Understanding The Pros And Cons Of Share Repurchase Plans

By Mark Di Vincenzo. May 7th 2016

On Dec. 23, 2011, Apple’s stock price closed above $400 for the first time. On Feb. 13, it hit the $500 mark for the first time and it closed above $600 for the first time ahead of the mid-March release of the new iPad. The stock price peaked at $644 on April 10 before settling to around $600 since then.

With a market capitalization of $600 billion or so, Apple is the world’s most valuable company and has since announced that it will use some of its $98 billion pile of cash to buy back $10 billion of its shares over the next three years. Why would Apple do this? To make the company more valuable, of course. By decreasing the amount of shares that others own, the hope is that the value of those shares will rise.

A stock buyback program, also called a share repurchase plan, is a company’s desire to buy back its own shares from the marketplace in order to own more of its company’s stock.

Stock buybacks can happen two ways: through a tender offer or through the open market. A tender offer program will spell out exactly how many shares the company will buy back as well as what price the company will pay for those shares. If the company uses the open market, then it does what any investor would do: it buys shares at the price available on the open market. Most companies opt to buy on the open market so they are not locked in to a price that at some point they may not want to pay.

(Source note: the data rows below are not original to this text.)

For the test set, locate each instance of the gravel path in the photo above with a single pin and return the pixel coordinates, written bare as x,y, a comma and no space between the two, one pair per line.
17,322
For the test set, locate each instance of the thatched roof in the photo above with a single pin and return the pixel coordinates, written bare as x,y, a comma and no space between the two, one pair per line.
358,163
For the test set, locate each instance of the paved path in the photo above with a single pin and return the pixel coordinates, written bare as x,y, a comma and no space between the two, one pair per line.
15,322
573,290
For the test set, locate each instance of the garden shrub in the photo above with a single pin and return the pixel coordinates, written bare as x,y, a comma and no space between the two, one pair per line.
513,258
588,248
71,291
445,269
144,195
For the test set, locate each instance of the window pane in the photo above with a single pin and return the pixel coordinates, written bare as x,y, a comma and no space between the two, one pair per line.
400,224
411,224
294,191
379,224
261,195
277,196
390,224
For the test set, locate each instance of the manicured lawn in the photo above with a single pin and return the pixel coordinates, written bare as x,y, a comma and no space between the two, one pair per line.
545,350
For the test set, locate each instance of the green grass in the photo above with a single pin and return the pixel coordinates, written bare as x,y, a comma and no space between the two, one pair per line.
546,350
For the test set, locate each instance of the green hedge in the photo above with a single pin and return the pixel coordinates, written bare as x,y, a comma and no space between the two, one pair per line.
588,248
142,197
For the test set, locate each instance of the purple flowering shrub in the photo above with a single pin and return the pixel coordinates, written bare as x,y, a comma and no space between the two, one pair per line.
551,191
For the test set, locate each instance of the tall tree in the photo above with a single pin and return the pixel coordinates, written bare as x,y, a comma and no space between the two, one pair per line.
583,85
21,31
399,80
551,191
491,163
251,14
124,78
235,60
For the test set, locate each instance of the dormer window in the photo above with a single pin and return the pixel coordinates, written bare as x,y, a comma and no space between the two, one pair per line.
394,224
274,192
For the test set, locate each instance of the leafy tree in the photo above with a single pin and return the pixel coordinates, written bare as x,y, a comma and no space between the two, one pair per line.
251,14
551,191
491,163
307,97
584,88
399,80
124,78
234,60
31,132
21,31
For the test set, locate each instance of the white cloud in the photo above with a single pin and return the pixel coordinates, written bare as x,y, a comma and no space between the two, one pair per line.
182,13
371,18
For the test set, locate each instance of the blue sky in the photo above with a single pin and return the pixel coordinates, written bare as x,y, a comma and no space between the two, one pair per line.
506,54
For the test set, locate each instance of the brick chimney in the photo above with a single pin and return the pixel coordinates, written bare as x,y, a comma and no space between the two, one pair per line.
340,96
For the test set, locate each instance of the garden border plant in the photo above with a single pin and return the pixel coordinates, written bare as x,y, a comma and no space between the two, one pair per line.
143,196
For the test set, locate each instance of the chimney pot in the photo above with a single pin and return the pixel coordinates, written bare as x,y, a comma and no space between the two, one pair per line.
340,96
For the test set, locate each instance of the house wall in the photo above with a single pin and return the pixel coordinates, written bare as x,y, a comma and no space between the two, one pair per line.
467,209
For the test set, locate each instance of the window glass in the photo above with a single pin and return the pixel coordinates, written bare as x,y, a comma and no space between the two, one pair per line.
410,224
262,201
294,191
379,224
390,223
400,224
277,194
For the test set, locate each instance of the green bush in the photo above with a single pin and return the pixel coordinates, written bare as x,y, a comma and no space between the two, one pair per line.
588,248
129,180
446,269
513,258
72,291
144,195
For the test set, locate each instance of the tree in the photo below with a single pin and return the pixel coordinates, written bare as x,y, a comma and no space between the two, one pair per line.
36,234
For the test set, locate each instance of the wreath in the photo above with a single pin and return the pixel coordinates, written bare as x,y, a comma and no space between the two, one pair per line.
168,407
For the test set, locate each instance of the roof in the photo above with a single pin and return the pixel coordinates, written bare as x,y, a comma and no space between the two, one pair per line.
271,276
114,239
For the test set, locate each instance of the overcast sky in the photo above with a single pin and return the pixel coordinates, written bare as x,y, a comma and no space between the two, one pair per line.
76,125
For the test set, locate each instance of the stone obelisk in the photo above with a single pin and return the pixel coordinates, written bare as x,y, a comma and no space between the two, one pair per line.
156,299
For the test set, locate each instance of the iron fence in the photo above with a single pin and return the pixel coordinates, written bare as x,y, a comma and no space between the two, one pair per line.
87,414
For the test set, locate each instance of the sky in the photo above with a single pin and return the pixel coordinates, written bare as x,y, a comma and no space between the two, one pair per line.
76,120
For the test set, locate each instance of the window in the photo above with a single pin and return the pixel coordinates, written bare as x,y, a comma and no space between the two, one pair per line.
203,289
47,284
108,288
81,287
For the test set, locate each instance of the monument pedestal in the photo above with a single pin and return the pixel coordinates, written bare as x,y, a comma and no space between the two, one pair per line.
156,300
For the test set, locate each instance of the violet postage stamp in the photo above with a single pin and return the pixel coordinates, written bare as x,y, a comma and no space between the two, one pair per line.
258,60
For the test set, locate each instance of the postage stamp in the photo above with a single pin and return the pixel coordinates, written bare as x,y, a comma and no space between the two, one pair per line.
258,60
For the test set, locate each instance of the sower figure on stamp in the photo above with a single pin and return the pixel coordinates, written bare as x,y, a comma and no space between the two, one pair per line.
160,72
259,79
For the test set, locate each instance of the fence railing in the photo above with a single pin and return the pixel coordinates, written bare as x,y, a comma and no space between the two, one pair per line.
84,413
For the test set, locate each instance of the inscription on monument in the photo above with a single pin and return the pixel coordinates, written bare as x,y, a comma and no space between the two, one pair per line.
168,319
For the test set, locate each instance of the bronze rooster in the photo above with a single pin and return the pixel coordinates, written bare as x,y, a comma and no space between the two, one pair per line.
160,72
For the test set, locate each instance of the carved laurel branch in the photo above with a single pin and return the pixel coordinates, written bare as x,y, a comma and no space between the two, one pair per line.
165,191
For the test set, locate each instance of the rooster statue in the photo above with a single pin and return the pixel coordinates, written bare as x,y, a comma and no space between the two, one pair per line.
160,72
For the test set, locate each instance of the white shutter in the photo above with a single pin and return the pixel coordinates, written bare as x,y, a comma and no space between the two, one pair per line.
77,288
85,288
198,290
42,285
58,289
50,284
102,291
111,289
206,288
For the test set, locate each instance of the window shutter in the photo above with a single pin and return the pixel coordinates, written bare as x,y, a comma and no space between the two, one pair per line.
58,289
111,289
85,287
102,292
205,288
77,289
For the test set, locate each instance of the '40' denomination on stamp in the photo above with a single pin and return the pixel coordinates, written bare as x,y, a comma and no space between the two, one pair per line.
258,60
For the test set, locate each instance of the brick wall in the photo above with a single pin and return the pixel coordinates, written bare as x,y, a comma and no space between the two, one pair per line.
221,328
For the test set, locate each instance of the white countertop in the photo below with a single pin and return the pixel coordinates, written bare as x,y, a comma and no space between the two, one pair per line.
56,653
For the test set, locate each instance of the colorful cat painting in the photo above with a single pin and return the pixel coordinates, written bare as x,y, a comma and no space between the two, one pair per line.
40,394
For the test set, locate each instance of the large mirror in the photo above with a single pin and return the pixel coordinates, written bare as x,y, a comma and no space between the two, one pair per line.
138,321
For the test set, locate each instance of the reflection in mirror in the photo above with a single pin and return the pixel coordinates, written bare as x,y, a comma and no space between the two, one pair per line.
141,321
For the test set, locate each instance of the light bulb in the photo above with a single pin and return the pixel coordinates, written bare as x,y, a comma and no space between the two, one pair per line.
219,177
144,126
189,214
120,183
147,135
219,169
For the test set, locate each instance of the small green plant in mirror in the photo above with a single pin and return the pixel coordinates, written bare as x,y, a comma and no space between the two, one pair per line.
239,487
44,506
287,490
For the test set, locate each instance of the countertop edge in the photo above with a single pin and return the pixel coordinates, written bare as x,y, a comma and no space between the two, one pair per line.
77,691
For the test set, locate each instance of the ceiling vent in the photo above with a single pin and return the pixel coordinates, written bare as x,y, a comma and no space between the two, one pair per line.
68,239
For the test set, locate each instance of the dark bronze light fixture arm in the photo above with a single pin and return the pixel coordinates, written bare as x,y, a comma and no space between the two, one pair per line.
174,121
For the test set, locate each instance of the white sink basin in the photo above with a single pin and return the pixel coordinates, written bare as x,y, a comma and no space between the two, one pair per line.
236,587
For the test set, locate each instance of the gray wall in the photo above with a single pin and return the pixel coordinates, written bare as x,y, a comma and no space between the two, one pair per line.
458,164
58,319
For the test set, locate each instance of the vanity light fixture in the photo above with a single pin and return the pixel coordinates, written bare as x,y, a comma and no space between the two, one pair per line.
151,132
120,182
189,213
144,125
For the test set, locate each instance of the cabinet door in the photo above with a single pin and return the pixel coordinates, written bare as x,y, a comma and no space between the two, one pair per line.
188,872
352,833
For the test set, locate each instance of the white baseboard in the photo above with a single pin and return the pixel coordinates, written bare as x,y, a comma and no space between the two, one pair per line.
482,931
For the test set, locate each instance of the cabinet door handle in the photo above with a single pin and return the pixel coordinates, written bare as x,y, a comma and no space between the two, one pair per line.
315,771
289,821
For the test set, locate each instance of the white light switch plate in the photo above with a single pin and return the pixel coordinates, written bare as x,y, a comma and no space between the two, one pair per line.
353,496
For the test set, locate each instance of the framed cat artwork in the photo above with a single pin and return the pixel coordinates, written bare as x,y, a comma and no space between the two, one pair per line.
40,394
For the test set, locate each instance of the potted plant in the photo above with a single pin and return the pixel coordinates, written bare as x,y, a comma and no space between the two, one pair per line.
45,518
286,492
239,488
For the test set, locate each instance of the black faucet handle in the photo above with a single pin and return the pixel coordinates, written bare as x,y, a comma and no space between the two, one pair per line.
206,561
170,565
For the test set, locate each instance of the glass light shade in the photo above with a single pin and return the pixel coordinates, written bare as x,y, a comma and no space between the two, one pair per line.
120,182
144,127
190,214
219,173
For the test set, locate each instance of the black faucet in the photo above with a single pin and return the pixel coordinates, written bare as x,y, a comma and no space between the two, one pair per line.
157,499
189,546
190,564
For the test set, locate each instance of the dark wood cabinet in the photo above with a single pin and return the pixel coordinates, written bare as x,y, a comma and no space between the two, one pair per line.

To say that a company wants to buy back their stock to increase the value of its shares is accurate, but there often are other motives which companies may never reveal. Buybacks often are depicted as a win-win for companies and investors, but in recent years some question whether companies should spend their money this way. The debate has been revived by Apple’s buyback announcement. Its founder, Steve Jobs, who died last year, made it clear that he thought it was a bad idea, but Tim Cook, Jobs’ successor, disagreed.

In order to put this in perspective, here are some pros and cons of share repurchase plans.


  • When a company wants to buy back its stock, it is usually a sign that it thinks the stock is a good buy at the current price. This is seen as good news for investors who own the stock or who want to own it because the company essentially is saying that its stock is undervalued and it is betting on a brighter future.
  • Stock buybacks, especially during recessions or bear markets, include an extra price support that can serve as a safety net for investors in the stock.
  • If all other things stay equal, repurchasing stock means there are fewer shares to buy and that means higher earnings per share number. Some investors specifically look for large reductions in outstanding shares, and if they see that, they will buy that stock. The Washington Post Company, which hoards its own stock, is trading at about $375, so if you’ve owned it when it was trading at below $100, you are doing well.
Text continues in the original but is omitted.